The limits on HSA exposure are typically lower than for the garden variety PPO plan. Also, The HSA plans are the only plans that have LIMITS SET BY FEDERAL LAW. It’s amazing to me that so many people (pundits) complain about HSA plans being bad for the poor and the sick when these plans come with more protection than any other plan!
Also, the average employer contribution is $750 a year to the HSA account. That means that the poor person with the HSA enters the market with $750 in hand (and more in future years as balances grow and roll over), while the poor person with a PPO plan has to come up with the first $750 out of his own pocket.
Here is a true comparrison:
Two Anthem Small Group Plans (CA)
Solutions 2500 PPO
Deductible – $2,500 (2 member max)
Copay Limit – $5,000 (2 member max)
Office Visit – $25
Hospital – 25%
ER – $100 + 25%
Rx – $10/$25/$50 $250 Brand deductible
Cost – (24 employees-age banded) $10,695 per month
Ave – $445.62 per employee
Lumenos HSA 2500
Deductible – $2,500/$5,000
Copay Limit – $5,000/$10,000
Office Visit – 20%
Hospital – 20%
ER – 20%
Rx – $10/$30/$50 after dedcutible ($2,500)
Cost – (24 employees-age banded) $11,756 per month
Ave – $489.83 per employee
What would you buy?
Sure Erik, that’s simple.
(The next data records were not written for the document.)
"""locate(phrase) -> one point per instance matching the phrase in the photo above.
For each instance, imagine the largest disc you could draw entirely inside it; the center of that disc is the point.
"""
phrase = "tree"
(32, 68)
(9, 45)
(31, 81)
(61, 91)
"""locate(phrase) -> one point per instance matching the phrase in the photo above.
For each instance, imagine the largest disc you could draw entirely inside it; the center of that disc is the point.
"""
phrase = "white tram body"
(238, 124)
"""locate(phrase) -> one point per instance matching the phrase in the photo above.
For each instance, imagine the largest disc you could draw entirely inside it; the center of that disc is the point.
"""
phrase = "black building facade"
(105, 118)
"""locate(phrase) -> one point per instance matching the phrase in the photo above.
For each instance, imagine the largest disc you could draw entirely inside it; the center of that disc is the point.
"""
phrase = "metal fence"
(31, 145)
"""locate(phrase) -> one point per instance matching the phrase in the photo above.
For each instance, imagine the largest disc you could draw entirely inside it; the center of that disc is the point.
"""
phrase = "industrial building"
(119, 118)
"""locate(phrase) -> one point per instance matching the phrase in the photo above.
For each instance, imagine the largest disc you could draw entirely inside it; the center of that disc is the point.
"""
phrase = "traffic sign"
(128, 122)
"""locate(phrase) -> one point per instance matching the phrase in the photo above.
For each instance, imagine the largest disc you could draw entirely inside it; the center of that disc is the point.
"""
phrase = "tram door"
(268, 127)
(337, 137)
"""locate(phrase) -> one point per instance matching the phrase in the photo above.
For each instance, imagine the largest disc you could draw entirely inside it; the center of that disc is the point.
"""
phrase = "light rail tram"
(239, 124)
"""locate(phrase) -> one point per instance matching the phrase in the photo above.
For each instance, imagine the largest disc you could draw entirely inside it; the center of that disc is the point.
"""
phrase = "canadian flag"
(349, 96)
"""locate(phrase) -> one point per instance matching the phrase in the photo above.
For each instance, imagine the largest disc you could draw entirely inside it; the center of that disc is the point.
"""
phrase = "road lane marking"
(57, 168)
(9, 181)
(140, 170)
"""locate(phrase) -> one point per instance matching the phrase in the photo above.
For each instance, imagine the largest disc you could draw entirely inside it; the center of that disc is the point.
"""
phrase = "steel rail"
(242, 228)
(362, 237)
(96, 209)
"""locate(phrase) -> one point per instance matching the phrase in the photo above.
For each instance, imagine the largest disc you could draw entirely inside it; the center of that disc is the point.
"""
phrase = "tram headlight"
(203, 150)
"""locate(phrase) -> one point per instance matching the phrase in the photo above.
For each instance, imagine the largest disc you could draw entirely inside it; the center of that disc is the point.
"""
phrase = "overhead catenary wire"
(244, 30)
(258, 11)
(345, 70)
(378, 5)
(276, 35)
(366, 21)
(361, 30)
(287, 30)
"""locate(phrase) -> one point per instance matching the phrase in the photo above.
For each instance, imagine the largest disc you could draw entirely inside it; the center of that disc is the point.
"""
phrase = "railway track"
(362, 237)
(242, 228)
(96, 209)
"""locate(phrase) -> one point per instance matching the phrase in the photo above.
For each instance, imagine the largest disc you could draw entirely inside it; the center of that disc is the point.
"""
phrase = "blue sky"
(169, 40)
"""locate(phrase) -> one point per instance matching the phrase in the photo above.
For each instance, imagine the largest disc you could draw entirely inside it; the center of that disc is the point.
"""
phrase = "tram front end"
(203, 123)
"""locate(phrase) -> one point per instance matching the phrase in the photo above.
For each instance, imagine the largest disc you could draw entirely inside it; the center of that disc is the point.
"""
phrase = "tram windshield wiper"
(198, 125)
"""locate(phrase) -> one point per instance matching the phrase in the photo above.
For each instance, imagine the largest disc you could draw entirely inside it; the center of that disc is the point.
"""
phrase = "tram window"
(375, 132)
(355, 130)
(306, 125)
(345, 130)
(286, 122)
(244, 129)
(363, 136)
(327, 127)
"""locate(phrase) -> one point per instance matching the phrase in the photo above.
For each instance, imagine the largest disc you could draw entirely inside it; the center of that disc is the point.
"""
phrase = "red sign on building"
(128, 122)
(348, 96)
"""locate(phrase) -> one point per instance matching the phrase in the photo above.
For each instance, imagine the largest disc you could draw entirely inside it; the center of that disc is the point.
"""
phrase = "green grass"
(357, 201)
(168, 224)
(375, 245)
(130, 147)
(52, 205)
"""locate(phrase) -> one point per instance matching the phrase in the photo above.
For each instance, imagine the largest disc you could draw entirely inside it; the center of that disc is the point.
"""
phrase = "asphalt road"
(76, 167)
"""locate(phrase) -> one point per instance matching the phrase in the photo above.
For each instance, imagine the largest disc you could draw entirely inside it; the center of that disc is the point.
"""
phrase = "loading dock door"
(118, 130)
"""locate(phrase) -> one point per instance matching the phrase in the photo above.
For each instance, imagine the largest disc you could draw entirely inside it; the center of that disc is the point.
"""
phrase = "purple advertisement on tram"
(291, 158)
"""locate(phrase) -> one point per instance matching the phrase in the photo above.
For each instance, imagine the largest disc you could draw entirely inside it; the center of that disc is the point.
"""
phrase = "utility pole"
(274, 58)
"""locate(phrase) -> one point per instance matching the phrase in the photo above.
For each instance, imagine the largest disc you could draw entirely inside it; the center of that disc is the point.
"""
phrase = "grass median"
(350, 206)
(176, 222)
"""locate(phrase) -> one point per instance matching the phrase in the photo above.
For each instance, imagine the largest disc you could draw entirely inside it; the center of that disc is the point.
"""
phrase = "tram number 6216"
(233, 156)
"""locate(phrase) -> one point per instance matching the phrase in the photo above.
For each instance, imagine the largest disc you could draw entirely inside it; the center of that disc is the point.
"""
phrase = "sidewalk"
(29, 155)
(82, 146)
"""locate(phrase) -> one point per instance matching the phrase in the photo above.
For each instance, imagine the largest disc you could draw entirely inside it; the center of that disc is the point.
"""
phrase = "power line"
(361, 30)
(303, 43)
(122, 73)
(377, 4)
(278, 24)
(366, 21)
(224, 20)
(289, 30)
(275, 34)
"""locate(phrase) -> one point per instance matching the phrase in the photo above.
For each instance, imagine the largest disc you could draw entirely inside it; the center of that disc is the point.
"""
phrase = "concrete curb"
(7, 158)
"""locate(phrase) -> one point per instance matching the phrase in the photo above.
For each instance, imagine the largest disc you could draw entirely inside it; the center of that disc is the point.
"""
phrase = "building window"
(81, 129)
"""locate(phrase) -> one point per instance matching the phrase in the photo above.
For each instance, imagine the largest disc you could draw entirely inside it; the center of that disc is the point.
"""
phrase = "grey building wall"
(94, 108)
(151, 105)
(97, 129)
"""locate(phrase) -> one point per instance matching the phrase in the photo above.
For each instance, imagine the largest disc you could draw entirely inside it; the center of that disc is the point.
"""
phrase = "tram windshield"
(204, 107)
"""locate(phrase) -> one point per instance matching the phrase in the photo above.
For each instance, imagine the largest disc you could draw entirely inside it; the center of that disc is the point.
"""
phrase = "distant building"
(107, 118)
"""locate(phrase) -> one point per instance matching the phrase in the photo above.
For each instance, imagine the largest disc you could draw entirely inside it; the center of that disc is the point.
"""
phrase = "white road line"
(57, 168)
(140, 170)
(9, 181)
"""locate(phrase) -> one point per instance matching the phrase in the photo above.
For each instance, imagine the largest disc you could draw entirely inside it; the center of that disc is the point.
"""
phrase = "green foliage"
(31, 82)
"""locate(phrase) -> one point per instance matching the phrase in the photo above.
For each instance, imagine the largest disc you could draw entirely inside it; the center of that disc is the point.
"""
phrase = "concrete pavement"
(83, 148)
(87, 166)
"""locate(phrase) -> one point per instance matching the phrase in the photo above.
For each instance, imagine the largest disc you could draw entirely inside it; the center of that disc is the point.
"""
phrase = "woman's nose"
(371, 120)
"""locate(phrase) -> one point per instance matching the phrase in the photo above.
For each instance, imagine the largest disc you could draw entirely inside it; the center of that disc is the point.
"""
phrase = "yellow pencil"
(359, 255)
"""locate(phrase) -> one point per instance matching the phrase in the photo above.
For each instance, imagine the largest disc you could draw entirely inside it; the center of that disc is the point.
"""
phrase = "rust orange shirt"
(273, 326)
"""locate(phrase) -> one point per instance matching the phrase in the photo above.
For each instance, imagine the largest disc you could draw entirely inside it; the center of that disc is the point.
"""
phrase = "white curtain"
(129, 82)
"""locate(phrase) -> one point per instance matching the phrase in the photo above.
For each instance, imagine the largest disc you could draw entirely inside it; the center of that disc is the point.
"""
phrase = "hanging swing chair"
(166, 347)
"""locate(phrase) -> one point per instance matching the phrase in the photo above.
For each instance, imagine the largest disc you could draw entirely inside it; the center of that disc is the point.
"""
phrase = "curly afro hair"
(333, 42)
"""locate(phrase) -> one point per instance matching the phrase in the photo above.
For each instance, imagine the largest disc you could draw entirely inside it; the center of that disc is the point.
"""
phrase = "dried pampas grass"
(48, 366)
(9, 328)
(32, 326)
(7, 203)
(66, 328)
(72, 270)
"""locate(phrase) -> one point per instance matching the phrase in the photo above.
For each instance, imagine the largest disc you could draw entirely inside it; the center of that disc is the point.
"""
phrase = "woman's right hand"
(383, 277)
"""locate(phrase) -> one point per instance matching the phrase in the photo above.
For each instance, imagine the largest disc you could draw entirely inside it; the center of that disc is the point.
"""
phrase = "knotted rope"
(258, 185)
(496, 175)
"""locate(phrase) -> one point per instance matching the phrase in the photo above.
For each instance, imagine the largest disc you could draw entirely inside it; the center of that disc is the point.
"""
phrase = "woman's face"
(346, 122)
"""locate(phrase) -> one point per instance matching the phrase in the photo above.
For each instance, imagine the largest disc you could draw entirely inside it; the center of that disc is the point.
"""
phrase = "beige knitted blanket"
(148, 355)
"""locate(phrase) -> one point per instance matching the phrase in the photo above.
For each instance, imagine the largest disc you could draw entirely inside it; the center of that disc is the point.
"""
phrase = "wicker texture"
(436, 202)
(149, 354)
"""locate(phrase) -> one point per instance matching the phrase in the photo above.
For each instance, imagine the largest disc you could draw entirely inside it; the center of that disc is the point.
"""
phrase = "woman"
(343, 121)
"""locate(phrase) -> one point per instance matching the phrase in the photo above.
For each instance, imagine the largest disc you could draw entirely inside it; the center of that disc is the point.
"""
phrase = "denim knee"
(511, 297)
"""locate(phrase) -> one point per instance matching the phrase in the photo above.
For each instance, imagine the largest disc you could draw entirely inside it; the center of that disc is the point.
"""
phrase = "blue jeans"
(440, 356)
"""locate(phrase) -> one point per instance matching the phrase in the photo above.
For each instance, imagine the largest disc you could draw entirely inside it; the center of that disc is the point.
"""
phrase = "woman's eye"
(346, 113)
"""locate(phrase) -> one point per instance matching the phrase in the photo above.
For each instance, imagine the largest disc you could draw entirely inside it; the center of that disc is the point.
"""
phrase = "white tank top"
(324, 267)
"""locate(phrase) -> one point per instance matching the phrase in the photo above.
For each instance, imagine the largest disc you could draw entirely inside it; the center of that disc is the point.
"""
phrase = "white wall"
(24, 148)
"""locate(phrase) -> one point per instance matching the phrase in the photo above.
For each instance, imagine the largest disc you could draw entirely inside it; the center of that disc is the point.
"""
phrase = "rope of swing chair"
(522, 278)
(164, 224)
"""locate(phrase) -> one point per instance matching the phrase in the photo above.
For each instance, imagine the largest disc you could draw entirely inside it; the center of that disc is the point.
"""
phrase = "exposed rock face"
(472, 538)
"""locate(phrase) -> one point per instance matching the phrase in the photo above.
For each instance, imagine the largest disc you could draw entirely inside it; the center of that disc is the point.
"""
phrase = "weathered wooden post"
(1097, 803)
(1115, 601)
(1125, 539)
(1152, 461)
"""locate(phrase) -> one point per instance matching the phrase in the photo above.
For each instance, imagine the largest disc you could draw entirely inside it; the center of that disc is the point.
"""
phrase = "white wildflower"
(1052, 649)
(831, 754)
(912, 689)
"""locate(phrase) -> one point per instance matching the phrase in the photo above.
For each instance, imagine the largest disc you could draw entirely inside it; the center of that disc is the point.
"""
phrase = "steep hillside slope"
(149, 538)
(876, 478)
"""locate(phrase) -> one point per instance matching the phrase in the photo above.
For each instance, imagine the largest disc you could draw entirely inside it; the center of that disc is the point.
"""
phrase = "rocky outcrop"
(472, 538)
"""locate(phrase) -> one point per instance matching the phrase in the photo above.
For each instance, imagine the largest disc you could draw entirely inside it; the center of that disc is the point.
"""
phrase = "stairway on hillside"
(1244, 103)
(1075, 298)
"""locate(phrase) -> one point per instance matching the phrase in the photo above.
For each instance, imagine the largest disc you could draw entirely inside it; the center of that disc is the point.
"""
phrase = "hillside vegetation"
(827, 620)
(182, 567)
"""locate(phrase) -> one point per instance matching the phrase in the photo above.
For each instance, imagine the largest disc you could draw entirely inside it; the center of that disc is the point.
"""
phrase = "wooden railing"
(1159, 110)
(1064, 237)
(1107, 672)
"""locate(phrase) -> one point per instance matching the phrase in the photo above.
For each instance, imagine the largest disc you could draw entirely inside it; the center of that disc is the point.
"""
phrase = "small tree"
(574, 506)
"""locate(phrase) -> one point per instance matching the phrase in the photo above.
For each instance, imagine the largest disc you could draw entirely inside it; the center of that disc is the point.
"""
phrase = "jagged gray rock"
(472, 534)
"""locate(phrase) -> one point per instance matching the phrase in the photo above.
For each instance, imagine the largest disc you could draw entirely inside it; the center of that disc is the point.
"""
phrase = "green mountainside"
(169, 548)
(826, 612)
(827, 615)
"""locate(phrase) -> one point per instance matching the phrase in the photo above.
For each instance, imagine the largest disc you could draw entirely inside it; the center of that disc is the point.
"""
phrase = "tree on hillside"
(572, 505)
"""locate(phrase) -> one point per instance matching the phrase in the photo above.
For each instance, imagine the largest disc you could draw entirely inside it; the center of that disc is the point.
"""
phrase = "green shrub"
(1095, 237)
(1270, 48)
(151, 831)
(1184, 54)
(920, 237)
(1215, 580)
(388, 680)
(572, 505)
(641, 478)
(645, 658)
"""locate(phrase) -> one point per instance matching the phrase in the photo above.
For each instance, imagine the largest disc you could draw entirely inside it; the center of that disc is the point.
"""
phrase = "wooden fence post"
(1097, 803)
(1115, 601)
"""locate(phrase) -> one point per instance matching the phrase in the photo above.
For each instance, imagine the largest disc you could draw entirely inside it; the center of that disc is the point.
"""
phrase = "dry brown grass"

All I need to figure out which insurance deal is better are two or three weeks time of a couple of MBAs to run simulations with complete information on the health probabilities of me and my wife; drug prices; and provider prices. After all, the insurance companies have an army of MBAs and months to figure out pricing.
The essential issue is that all those choices are no choice at all.